I was with this man for 20 years from a teen until my late 30s now. There was what i would say emotional abuse going on and i only really noticed what it was when we had our children who are 4 & 5. I began to pull away without realising and just with the stress of having 2 kids one after another we became distant. He says i didnt show him enough respect or affection, i wasnt giving him enough sex, when i spoke to other men by just saying hello he would give all sorts of accusations or the silent treatment until he was ready to have a go at me. He says i didnt try hard enough basically (but i was) i just couldnt meet all his demands and with bring a mum with 2 young kids i was stressed and lost myself after battling post natal depression. He wanted to have another baby but i wanted to wait until both kids were in school.
He ended up deciding to leave me in Sept. We were back and forth deciding on if we could make things work until he told me he had started seeing a 23 yr old in our town (family ties as well with me and this girl) I wasn't happy but he asked me to forgive him and I said I needed some time. Instead of waiting for my answer he remained seeing the girl and she is now pregnant, conceived 3-4 weeks after he walked out.
He has been having mixed feelings about it all as ultimately we were going to try and work before the pregnancy came up at things as we still loved each other and because of our small children. He's all over the place getting this 23 yr old pregnant when he's 37 and now feels its his duty to remain with her seeing as she is pregnant instead of making his other 2 kids his priority. We originally were getting on well and co parenting really well together until he recently told me he wants the kids to meet her and tell them about the baby, this now means I've to share my kids with this girl and I'm not really coping with it all very well. It has caused a huge rift between me and the kids dad because I've told him I'm broken hearted since he walked out, met someone else and got her pregnant. He only left 16 weeks ago!
Hes really frustrated with me for not wanting to go through this part just yet of having her round the kids. I'm just not mentally ready along with the fact this girl was apparently seeing another lad at the same time. She's adamant the baby belongs to my ex but I think the dates are quite close so I'm concerned about the kids being told about a baby who may not ultimately be his (although it might be) I'm also not prepared for the kids coming home with all the stories about their dad's girlfriend and her having a baby. That's something I wanted my kids to experience with me and their dad. I'm broken over all of this, I've continually dealt with heartache since he walked out and was sure we were gonna make a go of things again. I don't know how to cope with allowing the kids round her so soon, they're not together that long and it started out on a rocky path because she knew he wanted to come back to me and the kids. Although he's now in no contact with me after us falling out about the kids meeting her.
Hes had full access to the kids at any time I've just set a boundary the once and it was about the kids meeting her so I could have time to adjust to the situation and also accept that there's no going back for us. He doesn't understand where I'm coming from.
I just think its way too soon for the kids to meet this girl yet, plus what if the baby isn't his?? I also don't know how to deal with all the stories the kids are going to come home with.
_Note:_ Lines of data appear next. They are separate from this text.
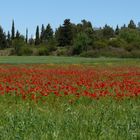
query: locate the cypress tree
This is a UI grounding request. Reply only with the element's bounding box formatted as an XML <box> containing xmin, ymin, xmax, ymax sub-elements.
<box><xmin>40</xmin><ymin>24</ymin><xmax>45</xmax><ymax>42</ymax></box>
<box><xmin>0</xmin><ymin>26</ymin><xmax>7</xmax><ymax>49</ymax></box>
<box><xmin>11</xmin><ymin>20</ymin><xmax>15</xmax><ymax>40</ymax></box>
<box><xmin>128</xmin><ymin>20</ymin><xmax>136</xmax><ymax>29</ymax></box>
<box><xmin>35</xmin><ymin>26</ymin><xmax>40</xmax><ymax>45</ymax></box>
<box><xmin>26</xmin><ymin>29</ymin><xmax>28</xmax><ymax>43</ymax></box>
<box><xmin>44</xmin><ymin>24</ymin><xmax>53</xmax><ymax>41</ymax></box>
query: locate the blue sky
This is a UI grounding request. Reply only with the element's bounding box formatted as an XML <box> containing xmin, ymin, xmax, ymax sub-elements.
<box><xmin>0</xmin><ymin>0</ymin><xmax>140</xmax><ymax>35</ymax></box>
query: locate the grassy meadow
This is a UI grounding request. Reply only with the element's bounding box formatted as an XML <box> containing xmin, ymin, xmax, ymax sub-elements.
<box><xmin>0</xmin><ymin>56</ymin><xmax>140</xmax><ymax>140</ymax></box>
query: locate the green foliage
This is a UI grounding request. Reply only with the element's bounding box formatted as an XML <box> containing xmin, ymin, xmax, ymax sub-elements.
<box><xmin>103</xmin><ymin>25</ymin><xmax>114</xmax><ymax>39</ymax></box>
<box><xmin>35</xmin><ymin>26</ymin><xmax>40</xmax><ymax>45</ymax></box>
<box><xmin>128</xmin><ymin>20</ymin><xmax>136</xmax><ymax>29</ymax></box>
<box><xmin>11</xmin><ymin>20</ymin><xmax>15</xmax><ymax>40</ymax></box>
<box><xmin>73</xmin><ymin>33</ymin><xmax>91</xmax><ymax>54</ymax></box>
<box><xmin>56</xmin><ymin>19</ymin><xmax>73</xmax><ymax>46</ymax></box>
<box><xmin>0</xmin><ymin>26</ymin><xmax>8</xmax><ymax>49</ymax></box>
<box><xmin>108</xmin><ymin>38</ymin><xmax>128</xmax><ymax>48</ymax></box>
<box><xmin>0</xmin><ymin>19</ymin><xmax>140</xmax><ymax>57</ymax></box>
<box><xmin>37</xmin><ymin>47</ymin><xmax>49</xmax><ymax>56</ymax></box>
<box><xmin>119</xmin><ymin>28</ymin><xmax>140</xmax><ymax>43</ymax></box>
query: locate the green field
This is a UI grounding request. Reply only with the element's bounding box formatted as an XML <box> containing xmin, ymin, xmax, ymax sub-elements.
<box><xmin>0</xmin><ymin>56</ymin><xmax>140</xmax><ymax>65</ymax></box>
<box><xmin>0</xmin><ymin>56</ymin><xmax>140</xmax><ymax>140</ymax></box>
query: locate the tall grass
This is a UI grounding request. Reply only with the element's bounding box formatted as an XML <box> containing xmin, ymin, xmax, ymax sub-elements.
<box><xmin>0</xmin><ymin>95</ymin><xmax>140</xmax><ymax>140</ymax></box>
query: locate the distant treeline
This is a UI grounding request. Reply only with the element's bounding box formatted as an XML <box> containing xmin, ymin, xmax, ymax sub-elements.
<box><xmin>0</xmin><ymin>19</ymin><xmax>140</xmax><ymax>58</ymax></box>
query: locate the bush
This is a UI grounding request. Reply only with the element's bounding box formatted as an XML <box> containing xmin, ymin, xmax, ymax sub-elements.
<box><xmin>108</xmin><ymin>38</ymin><xmax>127</xmax><ymax>48</ymax></box>
<box><xmin>93</xmin><ymin>40</ymin><xmax>108</xmax><ymax>50</ymax></box>
<box><xmin>80</xmin><ymin>50</ymin><xmax>100</xmax><ymax>58</ymax></box>
<box><xmin>37</xmin><ymin>47</ymin><xmax>49</xmax><ymax>56</ymax></box>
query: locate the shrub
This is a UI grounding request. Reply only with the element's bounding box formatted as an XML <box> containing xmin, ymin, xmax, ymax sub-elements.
<box><xmin>37</xmin><ymin>47</ymin><xmax>49</xmax><ymax>56</ymax></box>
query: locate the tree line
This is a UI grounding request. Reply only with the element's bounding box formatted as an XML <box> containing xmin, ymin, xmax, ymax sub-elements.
<box><xmin>0</xmin><ymin>19</ymin><xmax>140</xmax><ymax>57</ymax></box>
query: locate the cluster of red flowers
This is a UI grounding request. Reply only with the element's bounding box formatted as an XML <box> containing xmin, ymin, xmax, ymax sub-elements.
<box><xmin>0</xmin><ymin>64</ymin><xmax>140</xmax><ymax>100</ymax></box>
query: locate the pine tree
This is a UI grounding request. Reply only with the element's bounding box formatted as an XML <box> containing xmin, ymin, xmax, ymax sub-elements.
<box><xmin>35</xmin><ymin>26</ymin><xmax>40</xmax><ymax>45</ymax></box>
<box><xmin>11</xmin><ymin>20</ymin><xmax>15</xmax><ymax>40</ymax></box>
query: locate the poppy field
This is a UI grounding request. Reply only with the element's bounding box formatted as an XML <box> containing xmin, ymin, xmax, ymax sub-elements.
<box><xmin>0</xmin><ymin>61</ymin><xmax>140</xmax><ymax>140</ymax></box>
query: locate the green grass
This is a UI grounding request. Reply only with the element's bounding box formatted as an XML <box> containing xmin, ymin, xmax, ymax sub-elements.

The breakup has really affected my mental health I'm struggling to cope with it and now knowing he has this whole other life to live and my kids which took us over 8 yrs to have, have to be shared with her and this new baby. I'm not sure where to go with it all. Do I legally have to do this so soon??? Plus my son has been struggling since his dad has left so this news will set him back more in my opinion and it sets their mum back too.
I want to keep a good relationship with their dad but there's too much hurt and raw emotion that all of this is causing even more issues between us. Has anybody been in a situation like this so soon after their partner leaving?